Volume 20, Issue 2 (June 1997)
A Flow Pump System for Assessing Clay Barrier-Permeant Compatibility
This paper presents the performance, reliability, and features of a hydraulic conductivity, k, testing equipment specially designed and fabricated for clay barrier-permeant compatibility studies. The key component of the equipment is a flow or infusion/withdrawal pump that is used to deliver a constant and continuous flow of permeant at some prescribed rate through two stainless steel syringes to a soil specimen. The pump has a switch that allows the motor direction to be changed to allow one syringe to empty while the other is filling. This provides an uninterrupted flow of permeant to the specimen, unlike most traditional testing equipment that requires complete stoppage of permeation in order to provide a fresh supply of permeant. In some cases, re-establishment of flow pressures can take a long time and therefore affect the attainment of chemical equilibrium and specimen volume changes during compatibility testing. A Plexiglas cell containing an inflatable rubber diaphragm is used in the present equipment as a permeant supply tank to prevent the exposure of the permeant to air, therefore making the equipment particularly suited for testing with volatile organic liquids and redox-sensitive permeants such as acid mine drainage.

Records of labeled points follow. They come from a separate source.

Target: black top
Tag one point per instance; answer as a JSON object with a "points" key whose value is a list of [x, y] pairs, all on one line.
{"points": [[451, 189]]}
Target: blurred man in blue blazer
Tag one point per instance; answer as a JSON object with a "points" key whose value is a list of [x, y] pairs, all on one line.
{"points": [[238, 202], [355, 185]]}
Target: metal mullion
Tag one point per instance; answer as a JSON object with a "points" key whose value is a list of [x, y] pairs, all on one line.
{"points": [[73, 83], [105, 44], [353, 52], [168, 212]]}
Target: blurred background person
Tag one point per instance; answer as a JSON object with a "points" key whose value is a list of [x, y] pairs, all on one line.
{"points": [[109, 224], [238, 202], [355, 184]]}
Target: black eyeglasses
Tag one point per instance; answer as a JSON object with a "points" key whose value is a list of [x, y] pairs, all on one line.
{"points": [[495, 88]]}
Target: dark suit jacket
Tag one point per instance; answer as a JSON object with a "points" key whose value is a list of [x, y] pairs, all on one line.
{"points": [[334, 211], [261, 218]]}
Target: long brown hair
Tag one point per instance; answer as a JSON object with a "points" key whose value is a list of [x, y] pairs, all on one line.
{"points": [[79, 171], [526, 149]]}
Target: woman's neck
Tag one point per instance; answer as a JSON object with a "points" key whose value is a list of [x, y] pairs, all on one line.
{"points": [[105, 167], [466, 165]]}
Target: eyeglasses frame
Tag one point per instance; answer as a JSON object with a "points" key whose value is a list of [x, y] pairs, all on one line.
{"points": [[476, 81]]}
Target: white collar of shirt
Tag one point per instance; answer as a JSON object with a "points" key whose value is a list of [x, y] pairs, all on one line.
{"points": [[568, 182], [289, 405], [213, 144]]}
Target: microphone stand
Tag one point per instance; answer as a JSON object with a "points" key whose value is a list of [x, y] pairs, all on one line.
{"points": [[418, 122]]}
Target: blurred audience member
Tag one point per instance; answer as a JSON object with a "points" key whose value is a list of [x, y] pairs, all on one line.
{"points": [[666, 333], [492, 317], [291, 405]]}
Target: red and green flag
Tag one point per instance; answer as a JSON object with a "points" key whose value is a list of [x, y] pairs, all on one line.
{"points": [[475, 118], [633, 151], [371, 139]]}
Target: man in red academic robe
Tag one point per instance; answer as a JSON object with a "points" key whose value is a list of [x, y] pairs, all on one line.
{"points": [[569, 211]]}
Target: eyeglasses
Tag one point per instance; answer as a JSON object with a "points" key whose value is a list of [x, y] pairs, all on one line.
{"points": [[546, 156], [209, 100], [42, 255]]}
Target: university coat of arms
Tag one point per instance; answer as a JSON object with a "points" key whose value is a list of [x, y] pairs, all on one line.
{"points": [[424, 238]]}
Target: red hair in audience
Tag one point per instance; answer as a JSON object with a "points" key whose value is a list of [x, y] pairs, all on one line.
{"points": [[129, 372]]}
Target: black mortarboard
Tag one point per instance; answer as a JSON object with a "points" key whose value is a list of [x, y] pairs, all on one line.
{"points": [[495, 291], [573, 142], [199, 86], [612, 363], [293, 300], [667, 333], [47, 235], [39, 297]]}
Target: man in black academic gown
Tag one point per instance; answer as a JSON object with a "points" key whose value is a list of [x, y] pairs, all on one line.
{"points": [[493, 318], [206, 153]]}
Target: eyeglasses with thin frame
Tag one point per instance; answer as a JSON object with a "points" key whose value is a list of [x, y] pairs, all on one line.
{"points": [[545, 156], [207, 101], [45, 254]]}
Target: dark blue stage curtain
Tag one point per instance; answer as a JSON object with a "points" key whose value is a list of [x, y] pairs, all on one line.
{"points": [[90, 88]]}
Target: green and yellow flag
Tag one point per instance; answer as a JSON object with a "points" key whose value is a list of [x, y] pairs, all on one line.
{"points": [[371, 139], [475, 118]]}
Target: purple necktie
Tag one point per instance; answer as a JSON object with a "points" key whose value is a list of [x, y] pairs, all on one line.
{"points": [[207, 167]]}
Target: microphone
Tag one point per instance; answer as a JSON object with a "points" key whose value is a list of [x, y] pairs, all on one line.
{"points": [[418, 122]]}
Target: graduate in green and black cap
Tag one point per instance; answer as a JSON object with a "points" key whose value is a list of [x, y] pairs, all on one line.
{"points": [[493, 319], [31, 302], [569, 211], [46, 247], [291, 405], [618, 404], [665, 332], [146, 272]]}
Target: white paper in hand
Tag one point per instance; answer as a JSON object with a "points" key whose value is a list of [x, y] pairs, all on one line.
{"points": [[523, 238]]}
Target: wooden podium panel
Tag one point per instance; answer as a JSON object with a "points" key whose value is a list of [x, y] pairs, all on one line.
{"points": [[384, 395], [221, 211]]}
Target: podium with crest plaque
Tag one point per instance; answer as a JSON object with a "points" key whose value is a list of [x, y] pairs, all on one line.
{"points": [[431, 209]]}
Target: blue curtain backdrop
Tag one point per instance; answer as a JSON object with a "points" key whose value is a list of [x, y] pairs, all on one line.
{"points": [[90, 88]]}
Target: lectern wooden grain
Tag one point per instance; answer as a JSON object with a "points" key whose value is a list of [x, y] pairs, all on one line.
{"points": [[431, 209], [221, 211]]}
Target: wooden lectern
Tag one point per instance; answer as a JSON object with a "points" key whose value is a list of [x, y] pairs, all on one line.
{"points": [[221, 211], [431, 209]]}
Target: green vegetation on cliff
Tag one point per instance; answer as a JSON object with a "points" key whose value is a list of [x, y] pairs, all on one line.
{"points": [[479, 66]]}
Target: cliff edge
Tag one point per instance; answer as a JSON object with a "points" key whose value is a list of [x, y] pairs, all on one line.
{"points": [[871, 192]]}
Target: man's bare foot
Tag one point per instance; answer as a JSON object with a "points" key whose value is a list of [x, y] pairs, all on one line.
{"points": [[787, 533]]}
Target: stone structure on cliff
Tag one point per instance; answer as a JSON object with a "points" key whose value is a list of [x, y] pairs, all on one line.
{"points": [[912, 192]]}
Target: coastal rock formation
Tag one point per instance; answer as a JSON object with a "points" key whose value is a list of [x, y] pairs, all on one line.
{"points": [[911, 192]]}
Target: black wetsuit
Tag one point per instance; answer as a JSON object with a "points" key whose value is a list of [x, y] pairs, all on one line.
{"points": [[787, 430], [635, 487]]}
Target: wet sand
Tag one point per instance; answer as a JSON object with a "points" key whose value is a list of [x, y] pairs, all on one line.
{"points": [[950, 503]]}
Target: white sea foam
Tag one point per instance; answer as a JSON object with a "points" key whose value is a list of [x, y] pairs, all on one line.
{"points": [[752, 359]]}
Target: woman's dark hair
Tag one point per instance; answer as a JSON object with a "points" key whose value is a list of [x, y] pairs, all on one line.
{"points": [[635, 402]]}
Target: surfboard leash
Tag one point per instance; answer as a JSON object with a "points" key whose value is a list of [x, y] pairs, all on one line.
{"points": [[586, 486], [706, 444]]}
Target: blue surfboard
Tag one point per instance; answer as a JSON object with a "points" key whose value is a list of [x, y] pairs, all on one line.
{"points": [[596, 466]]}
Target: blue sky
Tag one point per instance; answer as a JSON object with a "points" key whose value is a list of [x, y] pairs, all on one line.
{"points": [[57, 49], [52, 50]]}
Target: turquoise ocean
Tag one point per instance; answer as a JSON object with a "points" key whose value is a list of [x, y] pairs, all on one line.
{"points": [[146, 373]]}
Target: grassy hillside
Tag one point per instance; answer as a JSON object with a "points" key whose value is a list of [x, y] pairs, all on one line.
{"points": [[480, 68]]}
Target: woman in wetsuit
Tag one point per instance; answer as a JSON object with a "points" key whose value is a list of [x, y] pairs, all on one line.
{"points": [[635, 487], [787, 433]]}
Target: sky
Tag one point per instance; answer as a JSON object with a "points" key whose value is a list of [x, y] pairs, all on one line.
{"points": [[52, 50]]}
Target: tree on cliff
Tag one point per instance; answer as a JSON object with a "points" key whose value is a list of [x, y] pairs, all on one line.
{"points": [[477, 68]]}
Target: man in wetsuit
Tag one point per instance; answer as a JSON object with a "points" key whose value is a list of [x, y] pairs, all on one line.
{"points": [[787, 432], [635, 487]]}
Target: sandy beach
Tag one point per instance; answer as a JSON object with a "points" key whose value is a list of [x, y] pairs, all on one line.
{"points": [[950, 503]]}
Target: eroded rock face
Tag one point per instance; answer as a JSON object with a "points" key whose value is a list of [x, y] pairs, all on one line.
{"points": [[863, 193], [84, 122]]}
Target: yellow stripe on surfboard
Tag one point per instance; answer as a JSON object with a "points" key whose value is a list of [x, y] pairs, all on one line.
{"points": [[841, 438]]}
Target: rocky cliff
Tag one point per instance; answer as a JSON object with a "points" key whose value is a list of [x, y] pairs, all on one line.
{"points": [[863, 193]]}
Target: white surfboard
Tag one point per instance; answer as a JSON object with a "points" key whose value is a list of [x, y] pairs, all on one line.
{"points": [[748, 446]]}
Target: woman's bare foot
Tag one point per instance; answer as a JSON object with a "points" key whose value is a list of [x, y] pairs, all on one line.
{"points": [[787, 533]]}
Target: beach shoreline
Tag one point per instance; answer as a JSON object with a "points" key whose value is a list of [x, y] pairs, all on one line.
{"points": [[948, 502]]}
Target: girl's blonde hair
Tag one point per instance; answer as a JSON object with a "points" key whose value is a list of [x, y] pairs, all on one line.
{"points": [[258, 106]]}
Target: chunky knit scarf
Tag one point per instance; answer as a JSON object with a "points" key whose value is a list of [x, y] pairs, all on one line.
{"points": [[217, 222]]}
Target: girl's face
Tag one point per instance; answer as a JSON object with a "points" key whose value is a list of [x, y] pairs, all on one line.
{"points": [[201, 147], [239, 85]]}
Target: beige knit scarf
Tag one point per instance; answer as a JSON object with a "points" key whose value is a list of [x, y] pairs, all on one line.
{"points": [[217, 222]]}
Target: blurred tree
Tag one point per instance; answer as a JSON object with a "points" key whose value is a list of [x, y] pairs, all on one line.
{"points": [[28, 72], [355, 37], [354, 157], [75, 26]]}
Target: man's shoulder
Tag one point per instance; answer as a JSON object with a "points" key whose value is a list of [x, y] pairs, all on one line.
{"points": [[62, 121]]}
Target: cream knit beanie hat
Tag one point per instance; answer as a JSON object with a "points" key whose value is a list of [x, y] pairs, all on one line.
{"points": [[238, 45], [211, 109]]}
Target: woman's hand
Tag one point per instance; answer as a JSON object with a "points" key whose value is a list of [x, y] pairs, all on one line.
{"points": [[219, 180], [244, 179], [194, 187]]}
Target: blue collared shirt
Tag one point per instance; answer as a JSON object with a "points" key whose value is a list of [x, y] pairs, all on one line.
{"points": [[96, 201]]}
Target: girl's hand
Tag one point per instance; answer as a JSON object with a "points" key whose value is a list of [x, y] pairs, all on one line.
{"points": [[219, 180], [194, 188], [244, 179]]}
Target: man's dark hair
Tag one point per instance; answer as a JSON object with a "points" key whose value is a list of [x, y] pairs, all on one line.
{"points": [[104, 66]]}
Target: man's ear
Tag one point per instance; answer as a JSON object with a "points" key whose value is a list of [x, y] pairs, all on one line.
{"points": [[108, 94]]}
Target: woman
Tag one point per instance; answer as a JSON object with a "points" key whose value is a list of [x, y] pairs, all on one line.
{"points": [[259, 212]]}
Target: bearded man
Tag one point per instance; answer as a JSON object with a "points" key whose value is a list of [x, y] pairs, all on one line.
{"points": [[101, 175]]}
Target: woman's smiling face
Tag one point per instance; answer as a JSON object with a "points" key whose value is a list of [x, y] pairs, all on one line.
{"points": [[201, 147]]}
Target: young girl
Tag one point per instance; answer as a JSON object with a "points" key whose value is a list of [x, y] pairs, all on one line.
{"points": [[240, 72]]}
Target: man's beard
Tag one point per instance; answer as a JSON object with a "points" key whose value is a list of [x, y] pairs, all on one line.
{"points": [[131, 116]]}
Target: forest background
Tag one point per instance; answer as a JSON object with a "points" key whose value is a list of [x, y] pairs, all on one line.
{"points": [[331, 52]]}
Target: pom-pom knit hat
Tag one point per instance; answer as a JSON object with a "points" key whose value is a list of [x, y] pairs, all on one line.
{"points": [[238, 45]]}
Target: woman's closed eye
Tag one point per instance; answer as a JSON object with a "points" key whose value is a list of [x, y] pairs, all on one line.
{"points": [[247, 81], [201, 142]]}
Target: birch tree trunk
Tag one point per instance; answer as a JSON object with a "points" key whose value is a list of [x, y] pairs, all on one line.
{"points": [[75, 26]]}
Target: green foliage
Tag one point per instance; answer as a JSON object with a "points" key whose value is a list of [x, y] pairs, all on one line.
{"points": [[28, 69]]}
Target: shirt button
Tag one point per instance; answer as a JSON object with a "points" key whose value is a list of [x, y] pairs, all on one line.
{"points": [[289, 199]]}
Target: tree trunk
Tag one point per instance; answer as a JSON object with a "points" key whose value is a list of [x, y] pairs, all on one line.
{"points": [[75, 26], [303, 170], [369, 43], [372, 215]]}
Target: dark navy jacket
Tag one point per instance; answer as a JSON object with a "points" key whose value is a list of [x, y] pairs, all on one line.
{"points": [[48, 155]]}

Furthermore, this cell is connected to a back pressure supply to decrease the time required for the pressure to return to its original value after switching gears. The advantage of the equipment includes a graphic-based data acquisition system that allows test parameters such as hydraulic gradient, hydraulic conductivity, volume change, and room temperature to be continuously monitored and displayed on a computer monitor screen. The performance and features of the equipment are demonstrated with a series of k-tests on clayey soil specimens permeated with water and then with acid mine drainage (AMD). The data indicated that, while AMD did not change k, it may have dissolved some primary soil minerals such as calcite and dolomite, which in turn buffered the pH of the effluent from a specimen permeated with more than ten pore volumes of AMD.